Re: [igraph] Real Network Analysis

Dear All,
An apology for this long email, but I am planning to use extensively the
igraph library this year and beyond and I have gathered together a few
questions.
I would now apply the igraph library to study a real network, e.g. the
US airport network.
I found out that some data are freely available at

http://cxnets.googlepages.com/US_largest500_airportnetwork.txt

There a few topological quantities of interest I would like to calculate
(I hope that this may be useful to other igraph learners)

(1) The degree distribution P(k) [which I estimate using an empirical
frequency] as a function of k (node degree)
(2) Fit (1) to a power law
(3) The clustering coefficients (sometimes called transitivity) as a
function of k
(4) The distribution of the vertex betweenness
(5) The average nearest neighbour degree as a function of k
(6) The mean shortest path in the network
(7) The average number of nodes within a distance l from any given node
(as a function of l)

I have written an R code which hopefully performs these tasks (see
below), but I have a few questions

(a) Do I have any problems if there are some missing degrees in my
distribution (other than getting some warnings in a few log-log plots)?

I don't think so. What kind of problems do you fancy?

(b) When performing (2), whatever xmin I set by hand, I get an error...why?

I don't get an error, only a warning that some values of the input are omitted. This is fine. If you want to get rid of the warning, then remove the values that are less than xmin from the input vector.

(c) In (3), I set equal to zero by hand the NaN returned by the igraph transitivity routine (I think it is part of the definition of the clustering coefficients when the numerator is zero).

If you feel like it.

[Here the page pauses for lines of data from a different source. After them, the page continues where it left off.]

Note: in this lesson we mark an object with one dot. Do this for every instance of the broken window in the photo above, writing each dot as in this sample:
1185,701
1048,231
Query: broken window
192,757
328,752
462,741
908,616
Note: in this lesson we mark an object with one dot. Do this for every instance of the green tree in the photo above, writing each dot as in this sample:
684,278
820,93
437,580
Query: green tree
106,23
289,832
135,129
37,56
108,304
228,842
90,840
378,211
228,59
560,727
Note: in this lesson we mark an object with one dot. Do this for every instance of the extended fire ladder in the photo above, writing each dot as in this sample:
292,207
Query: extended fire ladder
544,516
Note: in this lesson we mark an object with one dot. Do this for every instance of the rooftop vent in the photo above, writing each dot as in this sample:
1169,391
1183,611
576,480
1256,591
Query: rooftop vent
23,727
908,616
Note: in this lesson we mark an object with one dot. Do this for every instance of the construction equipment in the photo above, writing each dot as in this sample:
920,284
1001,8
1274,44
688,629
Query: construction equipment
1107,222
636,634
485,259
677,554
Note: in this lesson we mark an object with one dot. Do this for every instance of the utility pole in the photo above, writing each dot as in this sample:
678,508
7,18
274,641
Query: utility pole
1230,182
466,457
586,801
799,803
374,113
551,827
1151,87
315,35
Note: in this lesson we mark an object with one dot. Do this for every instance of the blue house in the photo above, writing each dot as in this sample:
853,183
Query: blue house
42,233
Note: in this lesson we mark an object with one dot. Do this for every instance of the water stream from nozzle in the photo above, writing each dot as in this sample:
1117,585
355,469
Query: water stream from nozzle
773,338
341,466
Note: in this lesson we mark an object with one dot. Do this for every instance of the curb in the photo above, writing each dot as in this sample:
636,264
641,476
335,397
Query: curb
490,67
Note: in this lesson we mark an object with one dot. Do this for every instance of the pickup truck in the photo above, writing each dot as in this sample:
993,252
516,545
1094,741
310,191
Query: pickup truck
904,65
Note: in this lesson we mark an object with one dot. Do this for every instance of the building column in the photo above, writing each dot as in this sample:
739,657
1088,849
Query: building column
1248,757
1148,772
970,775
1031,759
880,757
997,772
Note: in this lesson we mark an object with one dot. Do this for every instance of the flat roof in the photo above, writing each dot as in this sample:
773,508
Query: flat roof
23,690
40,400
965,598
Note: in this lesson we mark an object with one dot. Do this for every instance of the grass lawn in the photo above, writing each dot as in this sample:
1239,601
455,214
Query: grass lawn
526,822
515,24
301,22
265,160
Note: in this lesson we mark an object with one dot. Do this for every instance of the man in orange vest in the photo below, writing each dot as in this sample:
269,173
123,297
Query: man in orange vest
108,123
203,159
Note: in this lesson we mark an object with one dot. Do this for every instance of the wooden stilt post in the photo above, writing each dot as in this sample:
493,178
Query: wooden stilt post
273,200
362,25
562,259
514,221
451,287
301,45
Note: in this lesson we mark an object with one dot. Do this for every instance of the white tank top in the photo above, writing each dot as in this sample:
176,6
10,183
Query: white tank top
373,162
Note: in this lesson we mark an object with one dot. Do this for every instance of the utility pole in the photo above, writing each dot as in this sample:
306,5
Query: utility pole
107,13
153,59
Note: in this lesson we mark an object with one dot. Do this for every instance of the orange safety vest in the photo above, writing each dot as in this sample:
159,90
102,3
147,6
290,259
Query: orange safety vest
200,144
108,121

I don't think that there is much consensus about this case, but 0/0=NaN seemed like a good choice.

(d) I have no idea of how to calculate the quantity in (7).

Use neighborhood.size and then mean. It should be OK for a small graph like this, the diameter of the graph is 7 anyway, so in seven steps you always reach all nodes.

(e) Can I tune the parameters (e.g. number of bins) of the histogram
generated by path.length.hist ?

path.length.hist doesn't do binning, it returns a separate number for every different distance. You can then bin that, if you like.

I think this really amounts to knowing the graph topology in detail. The last questions are really about the R/Python bindings and the speed penalty.

(f) I resorted to the R bindings of the igraph library, but can I perform the same tasks with the Python bindings?

I think so.

(g) Approximately, what is the penalty in using the R/Python bindings rather than the C library directly? A factor 2 or three is not big deal, but one order of magnitude would be.

Personally I never measured this, because I never felt that the R bindings are slow (and don't use the Python bindings).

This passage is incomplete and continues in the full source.